César

Personal information
- Full name: César Jiménez Jiménez
- Date of birth: 28 November 1977 (age 48)
- Place of birth: Ávila, Spain
- Height: 1.84 m (6 ft 0 in)
- Position: Centre-back

Youth career
- 1993–1996: Real Madrid

Senior career*
- Years: Team / Apps / (Gls)
- 1996–1997: Real Madrid C / 12 / (1)
- 1997–1998: Real Madrid B / 0 / (0)
- 1998–2002: Zaragoza B / 109 / (5)
- 2001–2007: Zaragoza / 14 / (1)
- 2002–2004: → Almería (loan) / 59 / (4)
- Total:  / 194 / (11)

International career
- 1993: Spain U16 / 3 / (0)

= César Jiménez (footballer) =

Spanish footballer

César Jiménez Jiménez (born 28 November 1977), known simply as César, is a Spanish retired footballer who played as a central defender.

He played almost exclusively with Real Zaragoza, in a career marred by injuries.

==Club career==
Born in Ávila, Castile and León, César was brought up through the Real Madrid youth academy, and played his first senior season with the C team in the Segunda División B. In October 1998 he signed for Real Zaragoza, but represented mainly the reserves during his spell at La Romareda.

In 2000–01's 18th round, César made his La Liga debut in a 4–2 home win over CA Osasuna, and scored in the game.

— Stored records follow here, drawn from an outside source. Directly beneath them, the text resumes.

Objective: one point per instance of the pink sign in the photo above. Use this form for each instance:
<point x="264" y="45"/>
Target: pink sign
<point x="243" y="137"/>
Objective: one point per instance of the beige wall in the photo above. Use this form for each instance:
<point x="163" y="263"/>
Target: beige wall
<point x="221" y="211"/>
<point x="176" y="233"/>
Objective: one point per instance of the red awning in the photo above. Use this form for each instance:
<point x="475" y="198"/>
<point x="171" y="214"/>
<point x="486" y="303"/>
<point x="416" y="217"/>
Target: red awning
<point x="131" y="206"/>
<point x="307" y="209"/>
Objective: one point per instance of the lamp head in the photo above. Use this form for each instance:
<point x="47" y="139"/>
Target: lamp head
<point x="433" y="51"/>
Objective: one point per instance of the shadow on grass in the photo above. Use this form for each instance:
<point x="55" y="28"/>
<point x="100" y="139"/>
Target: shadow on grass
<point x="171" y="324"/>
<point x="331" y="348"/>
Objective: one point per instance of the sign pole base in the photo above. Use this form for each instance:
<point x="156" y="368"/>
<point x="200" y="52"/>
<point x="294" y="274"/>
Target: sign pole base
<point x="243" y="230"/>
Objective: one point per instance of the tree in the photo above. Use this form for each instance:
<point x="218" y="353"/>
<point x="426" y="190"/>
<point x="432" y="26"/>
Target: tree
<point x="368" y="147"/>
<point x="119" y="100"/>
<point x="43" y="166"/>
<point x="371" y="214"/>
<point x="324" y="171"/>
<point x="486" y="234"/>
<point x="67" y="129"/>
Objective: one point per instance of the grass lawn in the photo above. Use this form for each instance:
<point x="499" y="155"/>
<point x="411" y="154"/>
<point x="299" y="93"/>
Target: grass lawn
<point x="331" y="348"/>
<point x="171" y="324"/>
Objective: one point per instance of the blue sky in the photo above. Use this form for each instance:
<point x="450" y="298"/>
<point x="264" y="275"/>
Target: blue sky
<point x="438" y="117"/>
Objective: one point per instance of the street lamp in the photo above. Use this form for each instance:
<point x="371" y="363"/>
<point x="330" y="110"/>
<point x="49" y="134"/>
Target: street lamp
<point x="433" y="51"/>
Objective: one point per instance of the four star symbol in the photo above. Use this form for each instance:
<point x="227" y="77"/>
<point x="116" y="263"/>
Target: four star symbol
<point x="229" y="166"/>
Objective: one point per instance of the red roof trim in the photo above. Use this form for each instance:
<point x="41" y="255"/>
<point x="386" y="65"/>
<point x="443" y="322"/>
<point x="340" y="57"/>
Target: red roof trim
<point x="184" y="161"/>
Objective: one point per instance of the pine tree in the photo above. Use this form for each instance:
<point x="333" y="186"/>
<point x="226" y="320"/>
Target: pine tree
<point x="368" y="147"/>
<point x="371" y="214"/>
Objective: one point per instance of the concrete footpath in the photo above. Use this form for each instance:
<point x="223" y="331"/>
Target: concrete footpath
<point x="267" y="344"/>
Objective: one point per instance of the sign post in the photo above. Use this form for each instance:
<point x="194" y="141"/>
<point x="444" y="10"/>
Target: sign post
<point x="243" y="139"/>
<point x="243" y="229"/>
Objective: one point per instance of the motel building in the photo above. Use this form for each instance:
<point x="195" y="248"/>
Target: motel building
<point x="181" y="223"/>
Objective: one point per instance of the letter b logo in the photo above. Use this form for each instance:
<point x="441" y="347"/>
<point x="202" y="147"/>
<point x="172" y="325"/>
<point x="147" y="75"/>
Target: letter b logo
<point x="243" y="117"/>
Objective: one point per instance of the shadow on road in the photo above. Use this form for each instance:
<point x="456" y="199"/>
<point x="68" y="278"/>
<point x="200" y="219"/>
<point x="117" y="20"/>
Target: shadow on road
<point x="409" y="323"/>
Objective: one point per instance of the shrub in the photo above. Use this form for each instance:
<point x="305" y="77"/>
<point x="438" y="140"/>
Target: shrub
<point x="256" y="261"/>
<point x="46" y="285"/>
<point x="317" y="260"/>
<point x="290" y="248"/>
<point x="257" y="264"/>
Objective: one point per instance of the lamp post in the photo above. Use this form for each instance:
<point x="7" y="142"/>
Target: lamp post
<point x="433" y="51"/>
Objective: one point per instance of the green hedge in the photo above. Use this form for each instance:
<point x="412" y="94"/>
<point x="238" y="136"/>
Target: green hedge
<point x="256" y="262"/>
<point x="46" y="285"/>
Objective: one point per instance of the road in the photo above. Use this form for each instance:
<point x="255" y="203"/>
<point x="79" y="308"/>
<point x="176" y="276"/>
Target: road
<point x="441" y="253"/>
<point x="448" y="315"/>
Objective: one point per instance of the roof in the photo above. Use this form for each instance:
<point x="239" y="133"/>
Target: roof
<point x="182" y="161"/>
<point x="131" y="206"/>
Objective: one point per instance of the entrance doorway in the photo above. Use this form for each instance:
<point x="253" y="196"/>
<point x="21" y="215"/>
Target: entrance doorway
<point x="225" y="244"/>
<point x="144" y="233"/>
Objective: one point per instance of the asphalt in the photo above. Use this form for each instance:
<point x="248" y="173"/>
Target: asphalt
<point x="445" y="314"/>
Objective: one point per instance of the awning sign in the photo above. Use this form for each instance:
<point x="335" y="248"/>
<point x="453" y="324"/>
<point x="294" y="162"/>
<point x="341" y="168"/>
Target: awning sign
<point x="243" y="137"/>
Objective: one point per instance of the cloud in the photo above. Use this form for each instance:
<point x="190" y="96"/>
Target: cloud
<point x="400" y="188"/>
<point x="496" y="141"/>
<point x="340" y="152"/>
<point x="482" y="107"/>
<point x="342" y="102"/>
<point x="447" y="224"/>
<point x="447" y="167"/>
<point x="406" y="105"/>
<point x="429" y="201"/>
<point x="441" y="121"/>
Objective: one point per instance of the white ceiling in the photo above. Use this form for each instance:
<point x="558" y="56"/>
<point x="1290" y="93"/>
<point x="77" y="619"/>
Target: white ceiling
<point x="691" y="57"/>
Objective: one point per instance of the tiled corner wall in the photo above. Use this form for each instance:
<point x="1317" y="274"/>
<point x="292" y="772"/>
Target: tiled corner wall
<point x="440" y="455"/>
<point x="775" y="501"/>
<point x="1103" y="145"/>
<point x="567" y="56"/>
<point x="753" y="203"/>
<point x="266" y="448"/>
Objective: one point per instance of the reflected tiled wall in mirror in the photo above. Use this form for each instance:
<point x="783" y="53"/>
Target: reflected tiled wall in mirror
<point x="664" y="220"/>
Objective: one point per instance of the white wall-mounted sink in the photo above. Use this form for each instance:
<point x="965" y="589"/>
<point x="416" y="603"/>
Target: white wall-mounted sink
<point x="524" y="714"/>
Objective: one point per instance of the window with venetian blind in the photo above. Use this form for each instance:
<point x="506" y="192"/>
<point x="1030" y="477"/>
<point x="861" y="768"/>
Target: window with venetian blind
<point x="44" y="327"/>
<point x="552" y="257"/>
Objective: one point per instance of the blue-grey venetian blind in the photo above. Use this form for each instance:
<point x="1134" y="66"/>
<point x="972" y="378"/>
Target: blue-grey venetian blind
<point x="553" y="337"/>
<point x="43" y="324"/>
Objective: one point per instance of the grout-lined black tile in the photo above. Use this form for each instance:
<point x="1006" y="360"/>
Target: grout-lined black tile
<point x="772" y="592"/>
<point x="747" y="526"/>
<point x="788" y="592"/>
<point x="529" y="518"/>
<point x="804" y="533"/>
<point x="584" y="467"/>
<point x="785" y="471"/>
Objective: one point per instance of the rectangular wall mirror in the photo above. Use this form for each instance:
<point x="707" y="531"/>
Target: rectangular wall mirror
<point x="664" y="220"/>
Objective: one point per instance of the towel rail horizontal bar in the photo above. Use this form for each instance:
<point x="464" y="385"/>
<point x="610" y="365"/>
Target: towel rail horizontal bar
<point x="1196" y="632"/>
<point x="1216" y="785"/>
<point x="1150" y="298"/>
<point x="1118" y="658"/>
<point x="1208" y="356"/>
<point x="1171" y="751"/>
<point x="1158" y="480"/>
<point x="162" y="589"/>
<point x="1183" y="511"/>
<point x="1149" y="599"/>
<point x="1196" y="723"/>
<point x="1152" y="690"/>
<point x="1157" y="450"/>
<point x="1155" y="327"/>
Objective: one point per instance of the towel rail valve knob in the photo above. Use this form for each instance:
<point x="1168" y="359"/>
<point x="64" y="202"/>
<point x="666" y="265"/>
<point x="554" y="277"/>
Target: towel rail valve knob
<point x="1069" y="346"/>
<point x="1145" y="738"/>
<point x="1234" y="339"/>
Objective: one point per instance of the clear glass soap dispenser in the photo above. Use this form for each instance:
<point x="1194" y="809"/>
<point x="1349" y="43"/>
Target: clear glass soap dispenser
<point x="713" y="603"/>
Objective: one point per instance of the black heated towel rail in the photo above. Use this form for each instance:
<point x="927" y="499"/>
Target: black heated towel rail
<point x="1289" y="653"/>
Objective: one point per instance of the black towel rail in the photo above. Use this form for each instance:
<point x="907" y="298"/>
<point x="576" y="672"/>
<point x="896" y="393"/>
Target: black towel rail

After the Aragonese's relegation the following campaign, he served a two-year loan at Segunda División club UD Almería.

César's Zaragoza career was blighted by injuries, as he only totalled 17 competitive appearances in five seasons. In a January 2005 match against Real Madrid, a tough challenge by Luís Figo would all but mean his untimely retirement, completed in March 2007.